There’s some truth in all of the statements above, but they largely ignore the following:
- On many (most?) Brussels issues, there is no major public interest angle; the sexy stuff (health, education etc.) is largely dealt with at national level.
- EU policy-making remains more technical and less political than it is at national level. Unless an issue has become highly politicised, technical know-how and the ability to navigate expert groups and comitology is key to success.
- Likewise, EU policy-making is more consensus-based than at national level; the ability to come with solutions that can form the basis of consensus is valued more highly than public support (again – unless this is considerable).
- On the corporate side – let’s be frank – even if there’s a public interest angle, players are often on the wrong side of the public debate and thus have no interest in raising volume levels.
Does this make digital and social irrelevant in public affairs? No, but in most instances, focus should be on other elements of the digital/social suite, for instance:
- Basic content and search: successful public affairs requires timely provision of relevant communications material; this needs to be available online (and must be easy to locate) but too often it is not.
- Intelligence: various online intelligence tools and techniques should be applied more broadly e.g. network analysis technology can help map and prioritise relevant networks of influence.
- Social business: a frequent complaint about business lobbyists is that they know the dossiers inside out but not enough about the business they represent; similarly, PA professionals complain that their business counterparts don’t value their work. Improved internal collaboration networks, one of the hallmarks of social business, could help both ways.

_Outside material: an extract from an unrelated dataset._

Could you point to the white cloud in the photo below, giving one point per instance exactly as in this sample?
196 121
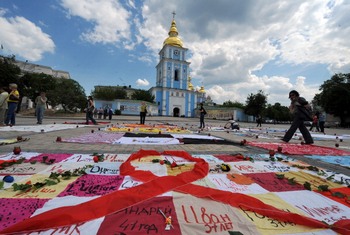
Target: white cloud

- And…. the digital & social ethos: given the complexity of the subject matter and the background of most public affairs professionals (i.e. policy/politics not strategic communications), PA is too often knowledge – not strategy and outcome – focussed, making too much PA output dull and ineffective. In digital and social, given online information overload, highly discerning audiences and greater internal scrutiny, output must be strategy based, creatively executed, social by design and measurable – or it just won’t work.